13 January 2006 More wasted time. A couple of years ago I wrote three longish essays for the proposed US Dictionary of Literary Bibliography volume covering "20th Century American SF/Fantasy Writers 1900-1950". What I had to say about James Branch Cabell, John Myers Myers and Thorne Smith was approved in May 2004 by the editor F. Brett Cox -- who, after many delays and urgings of patience, announced mere days ago that he was withdrawing from the project. A query to the publishers brought swift reassurance that there had been no final contract, that they'd never heard of me or seen my essays, that "There is no---and at the moment is no plan for a---volume on Science Fiction and Fantasy writers", and that anyone expecting a kill fee for long toil in good faith must be living in a fantasy world. Other contributors have fared no better: Richard Bleiler suggests that we should all get together and publish a collection of the material that was actually written. My suggested title is The Dustbins of Parnassus.

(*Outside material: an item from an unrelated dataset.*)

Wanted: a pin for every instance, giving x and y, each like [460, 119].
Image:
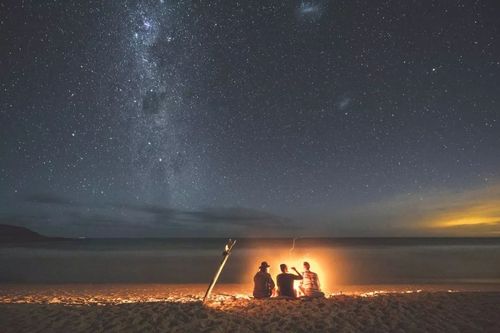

7 January 2006 Ansible 222 went out yesterday. A couple of small corrections to the email and first-run print editions: the URL of The Infinite Matrix was misprinted as www.theinfinitematrix.net rather than www.infinitematrix.net, and this non-HTML text gave only the front page at www.balaams-ass.com (an innocuous piano-tuner site) without the deep link to its buried C.S. Lewis rant. "Ahah! A wolf in sheep's clothing!" said Colin Smythe when the way to the latter was revealed unto him. The outraged passage quoted in Ansible is on this linked page.
4 January 2006 A bit of good cheer: kindly editor David G. Hartwell wants to include my 2005 Nature squib "New Hope for the Dead" in Year's Best SF #11.